Quoth Mr. Sanders to Reuters:
“Despite the record supply of oil and reduced demand, prices are going up, not down,” he said.
Sanders blamed the spike in energy prices on market speculators.
“The last thing people need now is to be ripped off at the gas pump because speculators on Wall Street — some of the same people who received the largest taxpayer bailout in U.S. history — are allowed to jack up oil prices through price manipulation and outright fraud,” he said.
Sanders’ legislation directs the Commodity Futures Trading Commission, which oversees futures markets like the New York Mercantile Exchange, “to stop sudden or unreasonable fluctuations or unwarranted changes in prices.”
The bill would also limit the number of oil and gasoline futures contracts that a bank holding company engaged in energy trading could control.
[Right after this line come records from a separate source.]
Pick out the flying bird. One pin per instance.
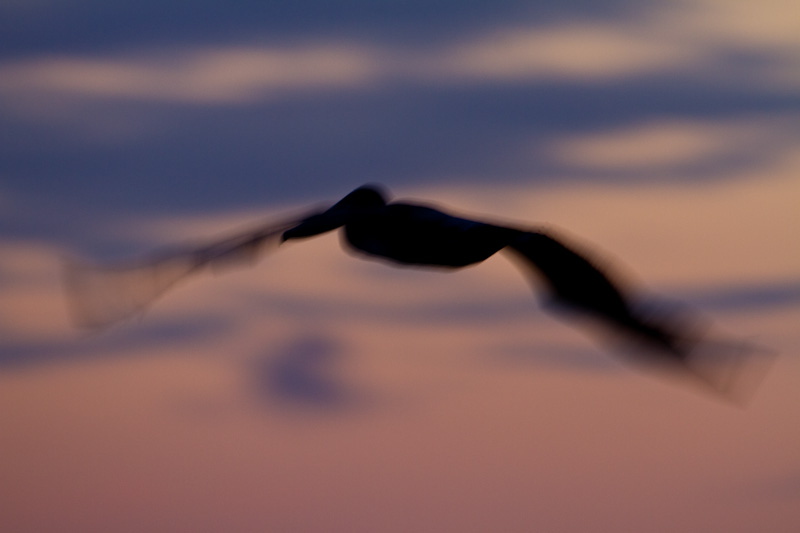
(414, 234)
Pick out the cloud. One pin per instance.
(673, 143)
(705, 39)
(201, 76)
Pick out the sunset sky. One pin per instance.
(315, 391)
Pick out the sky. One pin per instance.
(319, 392)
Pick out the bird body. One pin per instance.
(405, 234)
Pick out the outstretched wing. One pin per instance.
(99, 296)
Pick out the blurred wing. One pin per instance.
(99, 296)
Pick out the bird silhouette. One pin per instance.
(418, 235)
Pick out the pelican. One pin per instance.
(408, 234)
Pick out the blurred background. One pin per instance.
(318, 392)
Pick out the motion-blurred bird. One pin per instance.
(413, 234)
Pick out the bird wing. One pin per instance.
(101, 295)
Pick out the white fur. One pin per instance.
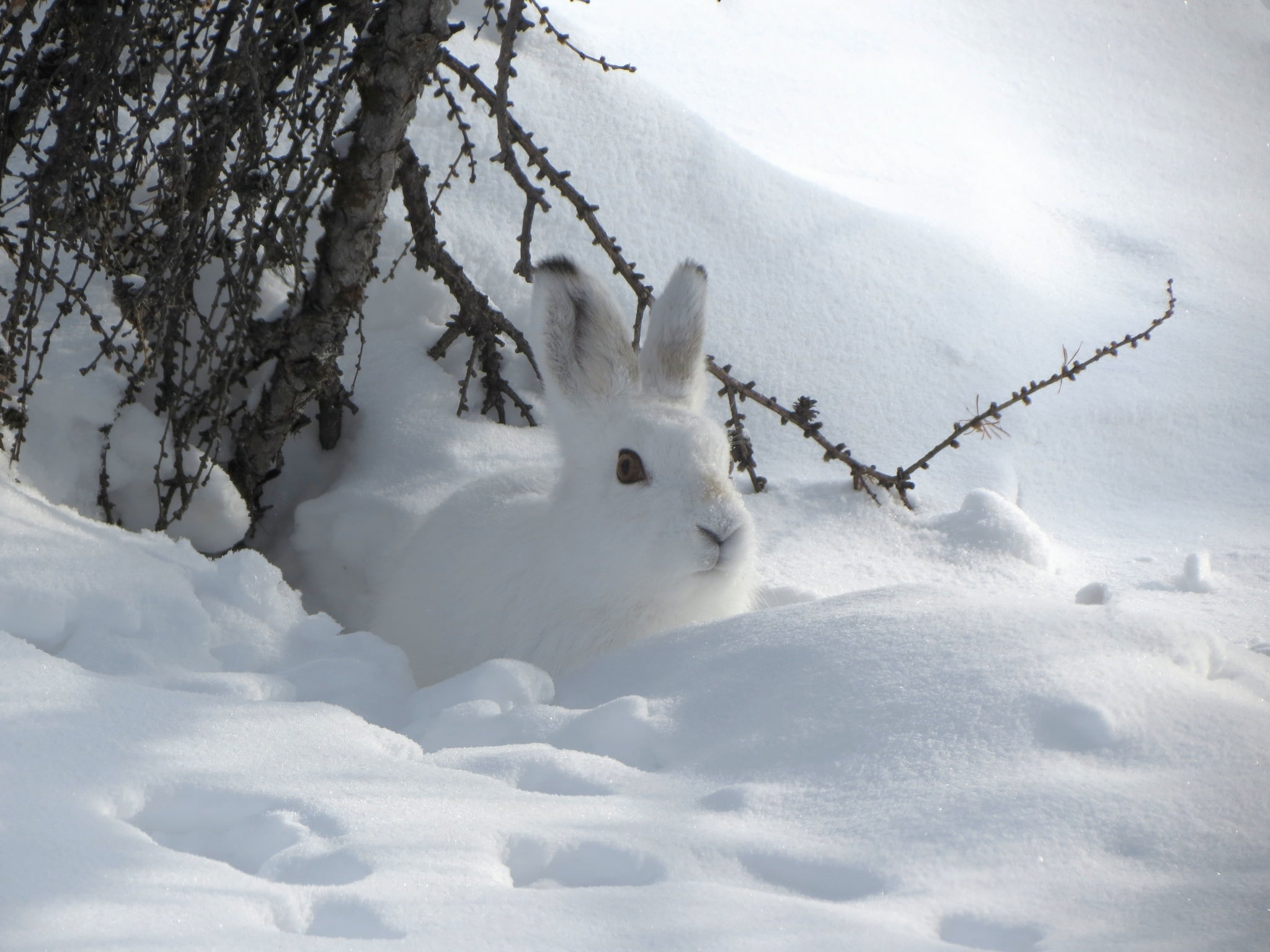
(556, 568)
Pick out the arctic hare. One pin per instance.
(641, 530)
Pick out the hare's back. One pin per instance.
(460, 578)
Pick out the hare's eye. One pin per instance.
(630, 467)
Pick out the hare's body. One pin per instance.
(557, 566)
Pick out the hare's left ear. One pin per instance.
(671, 362)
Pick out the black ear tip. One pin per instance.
(558, 266)
(695, 266)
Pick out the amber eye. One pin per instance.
(630, 467)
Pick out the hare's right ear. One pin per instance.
(584, 337)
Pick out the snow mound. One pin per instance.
(151, 610)
(216, 518)
(988, 522)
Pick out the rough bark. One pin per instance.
(401, 47)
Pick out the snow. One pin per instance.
(1029, 715)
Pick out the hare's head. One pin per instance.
(646, 490)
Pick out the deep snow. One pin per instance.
(930, 741)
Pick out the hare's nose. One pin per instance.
(714, 536)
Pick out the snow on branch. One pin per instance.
(864, 478)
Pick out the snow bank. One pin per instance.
(154, 611)
(900, 769)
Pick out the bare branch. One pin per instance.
(559, 180)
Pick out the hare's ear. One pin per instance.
(584, 337)
(671, 362)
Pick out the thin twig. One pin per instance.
(563, 40)
(1067, 372)
(559, 180)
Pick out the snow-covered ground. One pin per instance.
(929, 741)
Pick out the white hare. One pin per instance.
(641, 530)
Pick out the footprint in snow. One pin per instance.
(993, 937)
(534, 863)
(814, 879)
(257, 835)
(539, 769)
(1072, 725)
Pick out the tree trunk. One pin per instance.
(399, 50)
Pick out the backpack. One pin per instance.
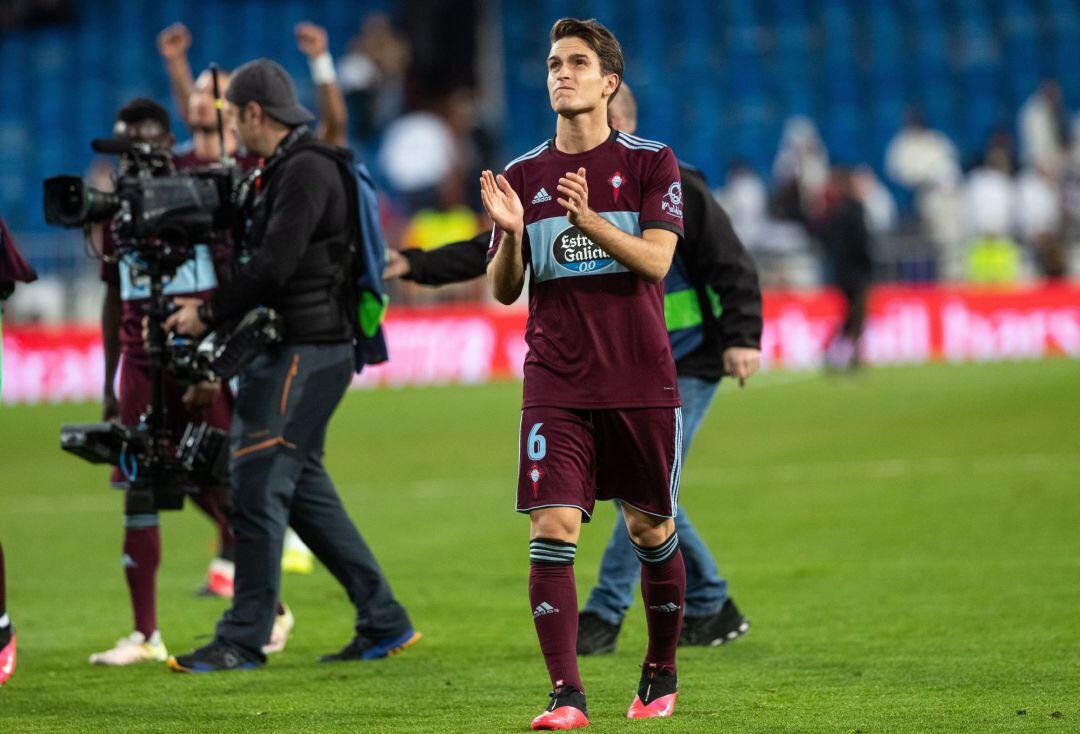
(368, 258)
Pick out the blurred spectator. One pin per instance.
(418, 151)
(989, 200)
(926, 163)
(847, 241)
(1039, 219)
(475, 146)
(1043, 128)
(799, 172)
(919, 158)
(333, 118)
(373, 77)
(745, 199)
(879, 205)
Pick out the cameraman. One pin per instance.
(123, 309)
(294, 257)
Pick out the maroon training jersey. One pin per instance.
(596, 331)
(197, 277)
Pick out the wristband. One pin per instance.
(322, 69)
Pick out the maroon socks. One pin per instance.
(211, 503)
(142, 557)
(3, 587)
(554, 599)
(663, 589)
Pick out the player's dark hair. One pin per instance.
(597, 38)
(142, 109)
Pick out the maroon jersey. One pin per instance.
(197, 277)
(596, 331)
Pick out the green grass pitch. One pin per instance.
(905, 543)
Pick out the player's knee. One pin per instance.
(563, 524)
(646, 532)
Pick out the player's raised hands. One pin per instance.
(311, 39)
(174, 41)
(501, 203)
(575, 199)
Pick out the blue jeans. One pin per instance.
(620, 570)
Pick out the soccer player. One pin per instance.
(601, 413)
(713, 309)
(711, 264)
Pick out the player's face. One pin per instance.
(575, 80)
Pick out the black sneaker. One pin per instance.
(566, 710)
(657, 692)
(715, 629)
(595, 636)
(213, 658)
(362, 648)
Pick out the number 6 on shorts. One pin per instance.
(537, 445)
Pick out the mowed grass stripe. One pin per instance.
(903, 542)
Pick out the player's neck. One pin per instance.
(582, 132)
(207, 146)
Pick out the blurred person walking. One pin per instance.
(847, 240)
(301, 216)
(13, 269)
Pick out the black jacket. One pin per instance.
(716, 259)
(713, 253)
(296, 241)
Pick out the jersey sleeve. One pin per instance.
(496, 232)
(662, 195)
(493, 244)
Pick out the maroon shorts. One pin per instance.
(571, 458)
(135, 398)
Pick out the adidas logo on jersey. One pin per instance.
(670, 607)
(543, 608)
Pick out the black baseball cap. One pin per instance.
(267, 83)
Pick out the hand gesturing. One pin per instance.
(502, 203)
(575, 199)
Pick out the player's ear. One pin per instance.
(612, 84)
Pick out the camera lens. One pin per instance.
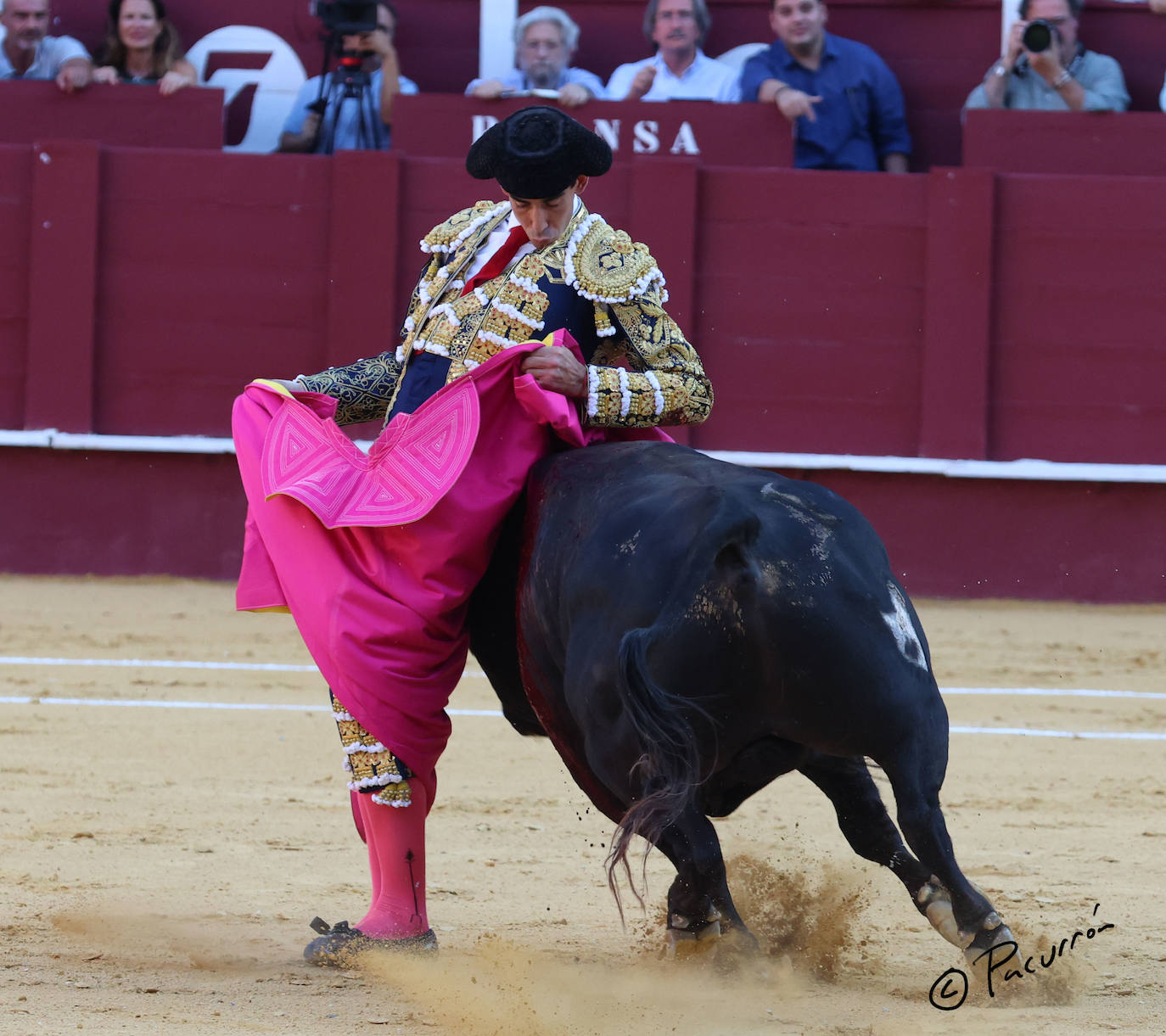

Hedge funds that trade in the energy market would also be subject to strict contract speculation limits and would have to register with the CFTC.
Sanders introduced his bill after he wrote to new CFTC chairman Gary Gensler two weeks ago, asking that the agency crack down on speculators.
CFTC Commissioner Bart Chilton is backing Sanders’ call to action. “I wholeheartedly agree with you that the time to act on these issues is now, and the CFTC should aggressively utilise all available authorities…to address these pressing issues,” Chilton wrote to Sanders.